El funcionario de prisiones que ocupaba el puesto de guardia levantó una mano y los que llevaban el uniforme de antidisturbios retrocedieron un paso para dejar pasar a Caxton. Llevaba los tobillos atados entre sí y las manos esposadas a la espalda con esposas de plástico. Un guardia la agarró por las muñecas y se la llevó hacia la izquierda. Había una línea roja pintada en el suelo que marcaba el centro exacto entre las puertas de las celdas y la torre de guardia, y la obligaron a seguirla, con un pie a cada lado de la línea. La condujeron hasta una celda identificada con el número «7». En la puerta de la celda había dos plastiquillos de plástico. Uno estaba vacío y el otro contenía la fotografía de una mujer con la cara marcada por el acné y su nombre: stimson, gertrude r: Debajo había una lista de alergias conocidas (cacahuetes) y de restricciones especiales (cero estimulantes) y las iniciales «PC», que Caxton supuso que significaban que aquella mujer estaba ahí dentro en custodia preventiva.
Caxton levantó los ojos y vio que la mujer de la fotografía la observaba a través de la mirilla de la puerta. En persona tenía un cutis mucho más sano.
—¡Contra la pared! —gritó uno de los guardias. Caxton no comprendió a qué se refería, pero al parecer no iba dirigido a ella.
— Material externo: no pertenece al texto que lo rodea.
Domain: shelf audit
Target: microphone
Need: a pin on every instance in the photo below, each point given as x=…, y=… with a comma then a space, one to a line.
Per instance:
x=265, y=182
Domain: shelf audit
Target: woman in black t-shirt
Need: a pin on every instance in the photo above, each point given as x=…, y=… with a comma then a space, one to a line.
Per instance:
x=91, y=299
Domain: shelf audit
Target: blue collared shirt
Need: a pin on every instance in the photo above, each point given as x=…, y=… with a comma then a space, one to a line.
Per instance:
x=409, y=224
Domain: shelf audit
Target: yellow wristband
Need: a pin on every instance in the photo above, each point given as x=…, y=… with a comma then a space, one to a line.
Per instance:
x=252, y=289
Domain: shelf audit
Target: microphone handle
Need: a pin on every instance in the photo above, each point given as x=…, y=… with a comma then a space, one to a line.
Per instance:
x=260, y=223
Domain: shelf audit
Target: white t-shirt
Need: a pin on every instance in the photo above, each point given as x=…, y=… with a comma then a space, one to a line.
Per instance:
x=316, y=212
La mujer de la celda (Gertrude Stimson) se apartó de la mirilla al instante—. Prisionera Caxton —dijo el oficial de prisiones, que se agachó para desatarle los tobillos. Si a Caxton le entraban ganas de pegarle una patada a modo de agradecimiento, le bastaba con volver la cabeza a un lado para ver la pistola eléctrica con la que otro funcionario de prisiones le apuntaba al cuello—. Bienvenida a la USE. Va a permanecer encerrada en la celda en todo momento a menos que le ordenemos que salga. En ese caso, gritaremos «contra la pared». Eso significa que debe colocarse al fondo con la espalda apoyada en la pared. Si no obedece, procederemos a realizar una extracción forzosa y le aseguro que no le gustará pasar por eso. Las comidas son a las seis y media, a las doce y a las cuatro y media. El período de ejercicio será entre la una y las dos. La acompañarán a las duchas una vez por semana, los jueves a las seis de la tarde. Por desgracia acaba de pasársele el turno semanal. Más tarde le traeremos una barra de desodorante. ¿Si le quito las esposas va a comportarse?
—Sí —respondió Caxton con la voz más sumisa de la que fue capaz.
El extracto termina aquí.